In 2014, the podcast “Serial” debuted, introducing the medium to mainstream listeners. (As of September 2018, “Serial” had more than 340 million downloads across its first two seasons.)

That same year, Acast, a podcasting company based in Sweden, announced “dynamic ad insertion.” Previously, ads were “baked in” to a recording, but now podcasters could mark their files with ad breaks, enabling a hosting company to switch in a different ad based on the time or location the podcast was downloaded. It also paved the way for ads to be sold programmatically, based on a bidding system that automatically matches buyers and sellers without the need for salespeople. Much of the advertising on the web, including Google Ads, is bought and sold this way. Programmatic buying requires consumer data in order for advertisers to rapidly experiment with different ways to target users and optimize ads for the best results.
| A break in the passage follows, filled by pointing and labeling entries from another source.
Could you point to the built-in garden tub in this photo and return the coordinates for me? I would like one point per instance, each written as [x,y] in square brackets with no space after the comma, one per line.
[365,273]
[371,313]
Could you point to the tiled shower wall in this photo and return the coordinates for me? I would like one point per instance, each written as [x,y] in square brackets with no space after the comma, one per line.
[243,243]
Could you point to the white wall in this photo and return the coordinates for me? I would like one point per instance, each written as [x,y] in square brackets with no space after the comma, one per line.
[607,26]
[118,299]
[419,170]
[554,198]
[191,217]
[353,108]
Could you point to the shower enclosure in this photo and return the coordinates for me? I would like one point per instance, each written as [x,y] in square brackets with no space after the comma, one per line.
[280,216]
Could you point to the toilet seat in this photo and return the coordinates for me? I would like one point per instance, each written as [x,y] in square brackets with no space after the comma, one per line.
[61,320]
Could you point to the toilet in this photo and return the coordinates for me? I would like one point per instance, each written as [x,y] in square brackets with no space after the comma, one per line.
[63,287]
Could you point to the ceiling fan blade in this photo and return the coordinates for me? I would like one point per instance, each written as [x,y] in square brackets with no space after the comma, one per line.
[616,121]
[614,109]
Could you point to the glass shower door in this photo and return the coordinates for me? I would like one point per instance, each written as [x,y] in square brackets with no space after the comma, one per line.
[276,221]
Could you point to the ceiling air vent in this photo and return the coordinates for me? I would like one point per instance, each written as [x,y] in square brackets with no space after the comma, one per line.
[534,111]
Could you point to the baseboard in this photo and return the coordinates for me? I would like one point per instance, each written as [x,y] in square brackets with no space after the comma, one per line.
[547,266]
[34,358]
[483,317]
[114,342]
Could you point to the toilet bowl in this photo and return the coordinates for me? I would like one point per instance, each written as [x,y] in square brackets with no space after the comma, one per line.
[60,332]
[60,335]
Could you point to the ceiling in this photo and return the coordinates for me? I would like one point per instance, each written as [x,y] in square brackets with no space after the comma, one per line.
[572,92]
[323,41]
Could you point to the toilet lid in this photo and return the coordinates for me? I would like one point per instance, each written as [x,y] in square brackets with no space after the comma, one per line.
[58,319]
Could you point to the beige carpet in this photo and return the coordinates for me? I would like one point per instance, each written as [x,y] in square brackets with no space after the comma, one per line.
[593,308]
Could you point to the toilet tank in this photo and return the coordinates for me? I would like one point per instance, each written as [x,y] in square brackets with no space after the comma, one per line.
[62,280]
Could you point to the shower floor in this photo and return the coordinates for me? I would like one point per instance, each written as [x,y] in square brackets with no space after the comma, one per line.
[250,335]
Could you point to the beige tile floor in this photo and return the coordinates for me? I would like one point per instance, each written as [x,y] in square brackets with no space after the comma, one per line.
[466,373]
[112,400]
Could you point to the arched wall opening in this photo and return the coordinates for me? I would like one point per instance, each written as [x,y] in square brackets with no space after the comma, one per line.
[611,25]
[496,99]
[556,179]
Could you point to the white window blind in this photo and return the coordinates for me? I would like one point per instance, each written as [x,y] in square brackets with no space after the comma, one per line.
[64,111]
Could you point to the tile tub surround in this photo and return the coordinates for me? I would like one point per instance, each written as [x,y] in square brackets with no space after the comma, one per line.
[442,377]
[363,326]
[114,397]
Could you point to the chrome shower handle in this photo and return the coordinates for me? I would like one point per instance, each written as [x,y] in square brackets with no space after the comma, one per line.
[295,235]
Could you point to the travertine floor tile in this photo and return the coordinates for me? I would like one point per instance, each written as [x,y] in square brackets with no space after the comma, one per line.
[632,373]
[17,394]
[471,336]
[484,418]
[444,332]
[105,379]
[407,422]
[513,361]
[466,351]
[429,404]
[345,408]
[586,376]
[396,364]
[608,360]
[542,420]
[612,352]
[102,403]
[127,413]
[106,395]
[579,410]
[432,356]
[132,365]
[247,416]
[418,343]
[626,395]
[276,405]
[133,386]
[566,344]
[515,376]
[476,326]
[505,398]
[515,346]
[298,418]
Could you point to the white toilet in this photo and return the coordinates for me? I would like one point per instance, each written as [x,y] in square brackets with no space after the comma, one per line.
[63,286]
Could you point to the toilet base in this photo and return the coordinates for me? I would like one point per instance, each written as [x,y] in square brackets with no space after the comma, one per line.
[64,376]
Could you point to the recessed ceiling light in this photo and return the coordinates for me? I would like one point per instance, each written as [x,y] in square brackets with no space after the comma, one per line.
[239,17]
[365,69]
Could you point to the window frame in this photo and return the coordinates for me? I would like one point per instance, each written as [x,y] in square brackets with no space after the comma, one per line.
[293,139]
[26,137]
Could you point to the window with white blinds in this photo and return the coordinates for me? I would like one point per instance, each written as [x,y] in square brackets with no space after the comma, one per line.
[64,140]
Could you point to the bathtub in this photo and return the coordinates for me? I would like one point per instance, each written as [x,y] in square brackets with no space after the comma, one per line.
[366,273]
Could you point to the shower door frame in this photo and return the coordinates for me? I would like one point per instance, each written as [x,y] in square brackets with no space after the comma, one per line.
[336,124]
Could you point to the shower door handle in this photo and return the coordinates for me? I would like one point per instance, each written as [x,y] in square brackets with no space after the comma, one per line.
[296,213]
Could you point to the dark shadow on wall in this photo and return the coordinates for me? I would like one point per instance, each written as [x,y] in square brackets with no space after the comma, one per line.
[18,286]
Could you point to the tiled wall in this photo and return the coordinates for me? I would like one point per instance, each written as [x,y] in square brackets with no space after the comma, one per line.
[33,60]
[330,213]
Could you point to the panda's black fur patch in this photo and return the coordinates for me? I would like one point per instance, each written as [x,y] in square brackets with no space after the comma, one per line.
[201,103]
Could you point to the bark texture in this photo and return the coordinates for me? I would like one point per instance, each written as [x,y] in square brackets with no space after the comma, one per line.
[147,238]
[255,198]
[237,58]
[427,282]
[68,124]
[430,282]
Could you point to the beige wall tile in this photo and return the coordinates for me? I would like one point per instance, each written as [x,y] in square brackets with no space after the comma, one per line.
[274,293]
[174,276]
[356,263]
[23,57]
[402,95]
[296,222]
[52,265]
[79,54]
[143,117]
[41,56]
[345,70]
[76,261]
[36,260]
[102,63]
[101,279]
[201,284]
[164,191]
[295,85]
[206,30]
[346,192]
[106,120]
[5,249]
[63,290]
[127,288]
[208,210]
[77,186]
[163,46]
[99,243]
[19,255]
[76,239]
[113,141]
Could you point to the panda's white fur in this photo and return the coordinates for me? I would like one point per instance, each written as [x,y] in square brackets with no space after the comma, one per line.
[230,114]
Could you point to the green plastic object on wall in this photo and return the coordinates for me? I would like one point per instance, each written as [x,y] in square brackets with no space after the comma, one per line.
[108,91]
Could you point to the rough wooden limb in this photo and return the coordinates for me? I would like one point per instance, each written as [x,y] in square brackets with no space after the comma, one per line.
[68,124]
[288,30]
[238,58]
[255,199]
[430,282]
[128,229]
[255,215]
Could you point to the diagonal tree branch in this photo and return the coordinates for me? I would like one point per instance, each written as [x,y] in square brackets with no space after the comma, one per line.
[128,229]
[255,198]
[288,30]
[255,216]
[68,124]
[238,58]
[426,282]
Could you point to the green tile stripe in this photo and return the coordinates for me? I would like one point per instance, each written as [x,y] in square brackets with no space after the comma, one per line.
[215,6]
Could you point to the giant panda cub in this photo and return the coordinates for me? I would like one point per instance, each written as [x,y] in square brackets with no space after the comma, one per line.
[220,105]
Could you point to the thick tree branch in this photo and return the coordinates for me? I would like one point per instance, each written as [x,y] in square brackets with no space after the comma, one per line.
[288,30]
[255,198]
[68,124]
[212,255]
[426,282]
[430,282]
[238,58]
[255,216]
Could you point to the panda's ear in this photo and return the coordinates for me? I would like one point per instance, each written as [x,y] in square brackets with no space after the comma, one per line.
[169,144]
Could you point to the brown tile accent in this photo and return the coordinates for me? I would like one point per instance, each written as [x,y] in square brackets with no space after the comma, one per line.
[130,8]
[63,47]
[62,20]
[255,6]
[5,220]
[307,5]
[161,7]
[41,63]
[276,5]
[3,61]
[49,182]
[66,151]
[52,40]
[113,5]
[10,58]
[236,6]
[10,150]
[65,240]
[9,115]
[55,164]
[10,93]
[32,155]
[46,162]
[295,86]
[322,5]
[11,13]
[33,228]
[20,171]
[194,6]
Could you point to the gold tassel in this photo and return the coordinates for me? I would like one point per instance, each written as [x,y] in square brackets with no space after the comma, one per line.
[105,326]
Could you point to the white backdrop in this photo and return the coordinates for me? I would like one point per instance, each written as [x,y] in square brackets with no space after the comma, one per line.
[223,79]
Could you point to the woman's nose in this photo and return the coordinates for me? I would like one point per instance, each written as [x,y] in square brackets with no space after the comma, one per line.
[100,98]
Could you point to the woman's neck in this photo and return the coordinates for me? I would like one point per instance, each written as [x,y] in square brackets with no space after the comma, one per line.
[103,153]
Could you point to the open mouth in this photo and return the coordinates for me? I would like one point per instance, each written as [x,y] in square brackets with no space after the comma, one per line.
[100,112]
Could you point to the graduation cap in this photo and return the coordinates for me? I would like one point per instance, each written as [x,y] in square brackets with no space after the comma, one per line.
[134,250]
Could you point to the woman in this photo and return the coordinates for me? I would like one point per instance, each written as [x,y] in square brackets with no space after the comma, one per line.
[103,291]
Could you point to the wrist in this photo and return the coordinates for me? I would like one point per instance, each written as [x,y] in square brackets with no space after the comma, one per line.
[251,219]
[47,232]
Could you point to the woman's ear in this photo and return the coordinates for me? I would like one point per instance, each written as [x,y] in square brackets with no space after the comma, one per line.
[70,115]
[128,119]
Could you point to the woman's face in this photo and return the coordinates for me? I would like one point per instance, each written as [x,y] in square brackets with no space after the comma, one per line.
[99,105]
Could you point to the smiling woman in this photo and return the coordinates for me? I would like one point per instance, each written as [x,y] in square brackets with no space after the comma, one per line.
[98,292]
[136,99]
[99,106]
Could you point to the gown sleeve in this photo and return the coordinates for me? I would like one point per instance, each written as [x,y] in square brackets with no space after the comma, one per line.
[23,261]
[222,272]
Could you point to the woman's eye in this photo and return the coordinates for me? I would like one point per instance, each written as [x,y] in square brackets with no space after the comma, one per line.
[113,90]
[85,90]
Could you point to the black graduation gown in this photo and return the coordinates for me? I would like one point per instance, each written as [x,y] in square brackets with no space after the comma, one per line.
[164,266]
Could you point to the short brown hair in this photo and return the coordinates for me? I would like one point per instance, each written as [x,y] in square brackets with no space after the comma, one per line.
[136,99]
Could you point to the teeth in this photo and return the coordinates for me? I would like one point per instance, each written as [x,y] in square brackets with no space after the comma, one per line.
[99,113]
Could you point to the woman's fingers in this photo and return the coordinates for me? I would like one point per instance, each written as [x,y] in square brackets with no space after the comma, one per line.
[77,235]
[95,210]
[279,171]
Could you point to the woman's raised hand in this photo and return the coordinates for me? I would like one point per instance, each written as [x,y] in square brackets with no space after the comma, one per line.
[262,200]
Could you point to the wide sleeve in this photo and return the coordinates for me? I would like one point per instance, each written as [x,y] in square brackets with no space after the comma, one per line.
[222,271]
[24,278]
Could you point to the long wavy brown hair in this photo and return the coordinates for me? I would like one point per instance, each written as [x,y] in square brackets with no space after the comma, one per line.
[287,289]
“That’s probably when I certainly saw things start to change,” said [Andrew] Kuklewicz, the CTO of PRX. “Once you can actually dynamically inject ads, then that data that I’d be able to get from requests becomes actionable. And once that’s possible, then we start to look a lot like the rest of ad tech right now.”

Ashley Carman, of the Verge, in August:

The latest update to Overcast, a popular iOS podcast app, is bringing new transparency to podcast ads. Listeners who are in the beta can now view the services their favorite podcasts use to serve ads and track listeners. This means listeners will be able to tell when a podcast is using dynamic advertising, which allows networks to swap and target ads based on the specific person listening. For most people, this likely won’t change the shows they enjoy, but for the audience that cares or wants more information about how a podcast serves them ads, it’s a notable transparency feature that isn’t yet available in any of the other major podcasting apps.

This version of Overcast was released in September, and it is not the only the app prioritizes user privacy. Marco Arment has been pointing out for years the dangers of big money coming to podcasts:

Big Money isn’t going to sell nicely designed, hand-crafted, RSS-backed podcast players for $2.99 or ask you to pay what you want to support them, because that doesn’t make Big Money.

They’re coming with shitty apps and fantastic business deals to dominate the market, lock down this open medium into proprietary “technology”, and build empires of middlemen to control distribution and take a cut of everyone’s revenue.

This is entirely right.

Given the dearth of regulation in ad tech-adjacent industries, podcasts — like websites — can be as respectful of privacy as creators want them to be. Educating users is a good step toward levelling the field, but more controls are needed at higher levels. It cannot be up to individual users to figure out how much privacy they are willing to sacrifice with the default being all.